Eating in College
Heading off to college?
This is an exciting time in your life and hopefully a time of opportunities, of learning and of new experiences. It is also a transition time into adulthood and responsibility for making choices, decisions and taking care of your health and well-being on your own.
By now you might have heard of the “freshman 15,” the weight gain that many college students experience during their first year. There are many factors that contribute to weight gain that you can control. Being smart about food choices and being physically active are two habits that you should adopt.

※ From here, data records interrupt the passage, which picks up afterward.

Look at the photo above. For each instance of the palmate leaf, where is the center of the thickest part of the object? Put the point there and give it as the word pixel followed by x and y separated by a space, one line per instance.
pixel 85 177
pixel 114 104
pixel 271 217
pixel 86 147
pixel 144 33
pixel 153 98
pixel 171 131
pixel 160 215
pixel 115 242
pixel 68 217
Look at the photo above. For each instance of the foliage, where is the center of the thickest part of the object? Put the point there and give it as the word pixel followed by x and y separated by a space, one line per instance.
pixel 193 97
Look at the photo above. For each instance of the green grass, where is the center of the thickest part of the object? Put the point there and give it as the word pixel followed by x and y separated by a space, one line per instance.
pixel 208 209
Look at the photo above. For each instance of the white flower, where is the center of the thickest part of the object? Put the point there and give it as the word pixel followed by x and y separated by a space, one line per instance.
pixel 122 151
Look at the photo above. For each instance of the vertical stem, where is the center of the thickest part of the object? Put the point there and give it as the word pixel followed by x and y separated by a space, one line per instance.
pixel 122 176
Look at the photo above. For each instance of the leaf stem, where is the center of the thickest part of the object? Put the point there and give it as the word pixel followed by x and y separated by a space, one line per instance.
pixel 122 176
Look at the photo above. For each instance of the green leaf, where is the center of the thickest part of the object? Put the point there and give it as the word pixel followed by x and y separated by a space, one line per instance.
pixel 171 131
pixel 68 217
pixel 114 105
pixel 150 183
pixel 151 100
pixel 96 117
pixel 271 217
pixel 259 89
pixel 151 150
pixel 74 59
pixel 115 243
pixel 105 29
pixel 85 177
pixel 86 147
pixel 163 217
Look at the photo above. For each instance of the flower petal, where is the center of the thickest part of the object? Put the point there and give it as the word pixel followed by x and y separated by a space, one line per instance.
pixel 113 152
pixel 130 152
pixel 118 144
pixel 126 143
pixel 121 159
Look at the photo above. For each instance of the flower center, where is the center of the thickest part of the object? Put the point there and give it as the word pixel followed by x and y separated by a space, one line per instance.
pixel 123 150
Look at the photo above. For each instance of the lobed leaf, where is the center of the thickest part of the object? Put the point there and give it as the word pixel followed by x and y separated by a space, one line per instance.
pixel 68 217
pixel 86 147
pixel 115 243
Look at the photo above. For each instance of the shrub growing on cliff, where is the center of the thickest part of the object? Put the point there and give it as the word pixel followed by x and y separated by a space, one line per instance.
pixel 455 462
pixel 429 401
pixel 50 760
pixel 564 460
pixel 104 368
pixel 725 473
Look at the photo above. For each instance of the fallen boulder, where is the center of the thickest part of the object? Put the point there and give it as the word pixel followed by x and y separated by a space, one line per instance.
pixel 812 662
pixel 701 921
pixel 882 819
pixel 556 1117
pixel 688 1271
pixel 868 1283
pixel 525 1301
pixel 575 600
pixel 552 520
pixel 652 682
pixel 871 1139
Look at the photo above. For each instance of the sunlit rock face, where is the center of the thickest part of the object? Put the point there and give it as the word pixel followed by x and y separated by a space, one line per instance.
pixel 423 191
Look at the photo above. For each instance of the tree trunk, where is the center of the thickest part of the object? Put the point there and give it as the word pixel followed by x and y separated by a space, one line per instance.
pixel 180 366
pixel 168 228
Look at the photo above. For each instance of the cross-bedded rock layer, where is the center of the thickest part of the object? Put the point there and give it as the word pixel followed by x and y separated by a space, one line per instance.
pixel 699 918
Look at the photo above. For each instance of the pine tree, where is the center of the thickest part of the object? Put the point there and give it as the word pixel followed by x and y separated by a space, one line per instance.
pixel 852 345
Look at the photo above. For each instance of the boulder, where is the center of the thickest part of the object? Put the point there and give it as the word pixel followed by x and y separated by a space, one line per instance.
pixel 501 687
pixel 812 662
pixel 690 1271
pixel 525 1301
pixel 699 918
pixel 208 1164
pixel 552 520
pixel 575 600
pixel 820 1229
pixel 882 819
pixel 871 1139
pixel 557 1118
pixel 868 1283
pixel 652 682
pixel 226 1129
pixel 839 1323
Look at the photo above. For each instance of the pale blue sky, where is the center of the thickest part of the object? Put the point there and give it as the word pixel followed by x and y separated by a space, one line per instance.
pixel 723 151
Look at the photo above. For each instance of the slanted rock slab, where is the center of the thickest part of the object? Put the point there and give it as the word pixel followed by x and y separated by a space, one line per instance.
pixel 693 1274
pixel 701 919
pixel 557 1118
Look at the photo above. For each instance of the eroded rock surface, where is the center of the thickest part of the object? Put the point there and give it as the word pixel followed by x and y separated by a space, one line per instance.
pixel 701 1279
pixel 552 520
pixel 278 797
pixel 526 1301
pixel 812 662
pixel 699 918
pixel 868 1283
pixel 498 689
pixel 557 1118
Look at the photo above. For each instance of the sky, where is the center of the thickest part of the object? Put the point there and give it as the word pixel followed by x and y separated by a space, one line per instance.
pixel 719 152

GOOD NUTRITION is all about eating a variety of foods in appropriate amounts. This includes eating healthy foods often and not so healthy foods occasionally.
WHAT SHOULD YOU EAT? Vegetarian protein such as beans and tofu and/or lean meats, high fiber carbohydrates such as whole grains, fruits and vegetables and healthy fats such as oils, nuts, nut butters, fish and avocado.
BE CREATIVE: If you don’t like the hot food in the cafeteria, combine other options. For example, have a baked potato and top it with vegetables, add a salad that includes beans, eat tuna or chicken salad minus the bread, get a veggie burger and skip the French fries, have a soup and a salad. Of course when it comes to soup, try to avoid any “cream of…” type—they contain lots of calories!
PRACTICE PORTION CONTROL: Use the plate method. Fill half of your plate with vegetables and salad, ¼ of the plate with healthy, high fiber carbs and ¼ with lean protein such as grilled chicken, meat, fish or eggs, tofu or beans. Add a fruit and a dairy choice (milk, low fat yogurt) and you should be satisfied. If you are still hungry, then go back for more of the healthy food. Try to exit the dining hall when you are finished eating. If you stay too long to socialize, you might end up eating more than you wanted to.
AVOID EATING LATE AT NIGHT: This is the time when most students get in trouble. If you ate an early dinner and you are in your room studying late, most likely you’ll get hungry because your stomach digests food in 4-5 hours. The food usually available this late is pizza or fast food that contain lots of calories and sodium (salt). If you choose pizza, then try to limit yourself to 1-2 slices at most and only occasionally. The best strategy is to have healthy snack choices in your dorm room. Here are some suggestions to keep on hand:
- fresh fruit
- dill pickles
- canned fruit in its own juice
- low fat pudding
- low fat yogurt
- high fiber granola bars
- light popcorn
- flavored rice cakes
- baked chips
- pop chips
- thin pretzels
- baby carrots with hummus
- dill pickles
- soy nuts
- trail mix made with high fiber cereal dried fruit and nuts
- whole grain crackers and string cheese
- animal crackers
- graham crackers
- high fiber cereal and low fat milk
- hardboiled eggs
- cereal and peanut butter
AVOID DRINKING ALCOHOL although you are not of legal age to drink, it is very likely you will find yourself in situations where other students are drinking. Remember that alcohol impairs your judgment and can make it difficult to make good decisions. It also causes hypoglycemia and can make you gain weight because it has lots of calories. So abstinence is your best choice!
EXERCISE!: At least 30 minutes of moderate to vigorous physical activity most days of the week. Walk or bike to class, join a sport, walk with friends, check out the gym and make working out part of your schedule or take a fitness class for credit. Being active will help counteract weight gain, will let you indulge occasionally on unhealthy foods, helps you relieve stress and lowers your blood sugar!